In his later years, Lamar traveled, wrote poetry, collected historical documents, and spoke out in support of slavery in the South. When Texas was annexed by the United States in 1845 and war broke out again with Mexico in 1846, Lamar joined the U.S. Army. He fought in the battle of Monterrey, helped organize a municipal government in Laredo, and represented the internationally-disputed Nueces and San Patricio counties in the 2nd Texas Legislature. He remarried in 1851; the following year, he and his wife Henrietta had a daughter, Loretto. In 1857, he became U.S. minister to Nicaragua and Costa Rica. On December 19, 1859, shortly after returning from Central America, Lamar died at his plantation in Richmond, Texas.

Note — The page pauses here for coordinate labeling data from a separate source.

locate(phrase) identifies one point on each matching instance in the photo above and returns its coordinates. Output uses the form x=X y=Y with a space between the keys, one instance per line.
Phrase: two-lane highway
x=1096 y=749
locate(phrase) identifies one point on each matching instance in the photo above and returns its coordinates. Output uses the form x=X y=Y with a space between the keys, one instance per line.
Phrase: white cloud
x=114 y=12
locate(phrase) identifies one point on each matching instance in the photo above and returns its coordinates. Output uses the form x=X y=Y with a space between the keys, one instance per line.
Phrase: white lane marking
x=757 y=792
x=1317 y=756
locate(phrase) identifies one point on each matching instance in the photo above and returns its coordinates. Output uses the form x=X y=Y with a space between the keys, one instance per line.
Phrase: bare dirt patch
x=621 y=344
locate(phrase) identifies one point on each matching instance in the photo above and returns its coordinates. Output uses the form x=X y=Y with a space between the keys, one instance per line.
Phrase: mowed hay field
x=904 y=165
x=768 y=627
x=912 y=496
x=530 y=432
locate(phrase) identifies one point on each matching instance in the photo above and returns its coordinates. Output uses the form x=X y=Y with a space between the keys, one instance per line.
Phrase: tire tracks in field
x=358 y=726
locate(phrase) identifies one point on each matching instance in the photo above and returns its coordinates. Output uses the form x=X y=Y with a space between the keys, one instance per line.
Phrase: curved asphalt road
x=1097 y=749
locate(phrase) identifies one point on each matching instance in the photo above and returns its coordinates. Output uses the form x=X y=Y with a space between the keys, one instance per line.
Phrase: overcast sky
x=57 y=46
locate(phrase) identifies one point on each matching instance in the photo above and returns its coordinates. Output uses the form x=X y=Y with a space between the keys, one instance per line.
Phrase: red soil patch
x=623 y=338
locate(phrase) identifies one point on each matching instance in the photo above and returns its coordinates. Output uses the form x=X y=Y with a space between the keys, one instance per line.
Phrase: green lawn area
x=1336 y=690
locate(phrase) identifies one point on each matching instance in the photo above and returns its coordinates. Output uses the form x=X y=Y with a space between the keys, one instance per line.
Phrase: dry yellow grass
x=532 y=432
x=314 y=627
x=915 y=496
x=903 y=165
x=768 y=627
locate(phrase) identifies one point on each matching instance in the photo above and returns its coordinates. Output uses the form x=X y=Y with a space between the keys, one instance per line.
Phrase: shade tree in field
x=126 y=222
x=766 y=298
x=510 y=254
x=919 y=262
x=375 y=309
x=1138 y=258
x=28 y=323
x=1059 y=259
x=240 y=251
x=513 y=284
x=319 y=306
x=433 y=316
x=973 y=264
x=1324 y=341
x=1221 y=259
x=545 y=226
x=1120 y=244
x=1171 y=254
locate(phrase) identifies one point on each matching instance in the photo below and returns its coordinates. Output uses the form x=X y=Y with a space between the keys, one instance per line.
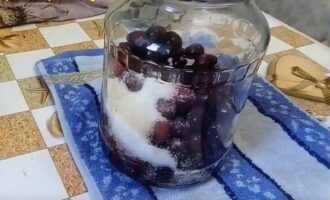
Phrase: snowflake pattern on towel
x=300 y=126
x=82 y=115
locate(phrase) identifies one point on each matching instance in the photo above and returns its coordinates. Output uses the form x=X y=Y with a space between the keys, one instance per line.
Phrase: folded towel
x=279 y=152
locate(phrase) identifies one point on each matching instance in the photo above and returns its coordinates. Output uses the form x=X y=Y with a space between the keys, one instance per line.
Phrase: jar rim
x=205 y=3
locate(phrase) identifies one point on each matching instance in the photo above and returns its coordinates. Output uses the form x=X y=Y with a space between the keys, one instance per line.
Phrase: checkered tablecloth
x=34 y=164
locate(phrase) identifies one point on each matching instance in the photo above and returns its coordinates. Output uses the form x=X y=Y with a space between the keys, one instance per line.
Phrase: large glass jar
x=176 y=76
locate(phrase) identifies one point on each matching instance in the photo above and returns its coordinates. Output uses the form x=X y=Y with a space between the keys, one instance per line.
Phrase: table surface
x=33 y=163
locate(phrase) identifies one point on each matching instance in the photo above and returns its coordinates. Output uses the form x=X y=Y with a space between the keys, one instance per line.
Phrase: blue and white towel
x=280 y=152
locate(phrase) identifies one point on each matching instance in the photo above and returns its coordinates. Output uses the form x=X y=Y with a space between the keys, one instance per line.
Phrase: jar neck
x=203 y=3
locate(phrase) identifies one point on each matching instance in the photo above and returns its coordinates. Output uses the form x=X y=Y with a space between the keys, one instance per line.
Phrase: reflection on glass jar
x=176 y=77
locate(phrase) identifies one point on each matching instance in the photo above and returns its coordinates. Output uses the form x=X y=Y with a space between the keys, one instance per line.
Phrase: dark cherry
x=174 y=40
x=156 y=33
x=195 y=143
x=195 y=119
x=179 y=126
x=202 y=94
x=176 y=146
x=215 y=131
x=118 y=69
x=179 y=62
x=124 y=46
x=133 y=81
x=158 y=52
x=161 y=132
x=206 y=61
x=194 y=51
x=166 y=107
x=185 y=98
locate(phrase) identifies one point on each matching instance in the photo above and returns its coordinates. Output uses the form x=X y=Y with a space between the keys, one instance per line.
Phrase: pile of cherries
x=165 y=47
x=198 y=120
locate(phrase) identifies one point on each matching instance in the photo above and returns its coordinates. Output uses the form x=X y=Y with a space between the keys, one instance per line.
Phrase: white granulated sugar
x=133 y=115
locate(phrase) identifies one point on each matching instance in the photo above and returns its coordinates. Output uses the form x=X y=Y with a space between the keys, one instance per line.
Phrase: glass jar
x=176 y=76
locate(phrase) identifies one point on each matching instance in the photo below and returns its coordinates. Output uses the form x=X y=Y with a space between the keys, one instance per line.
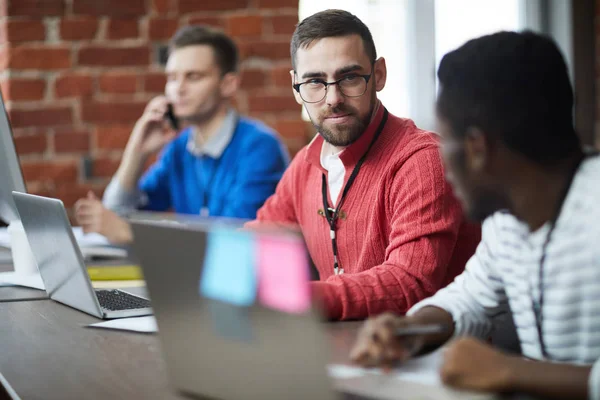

(Sources include: Gambrell, Herbert. “Lamar, Mirabeau Buonaparte,” Handbook of Texas Online; “Mirabeau B. Lamar,” Texas Treasures: Giants of Texas History online exhibit by the Texas State Library and Archives Commission; and “Mirabeau B. Lamar: Texas Patriot and President (1798-1859),” Texas Moves Toward Statehood online exhibit by the Texas State Library and Archives Commission, all accessed December 14, 2016; and Green, Michael R., editor. Calendar of the Papers of Mirabeau Buonaparte Lamar, Texas State Library, 1982.)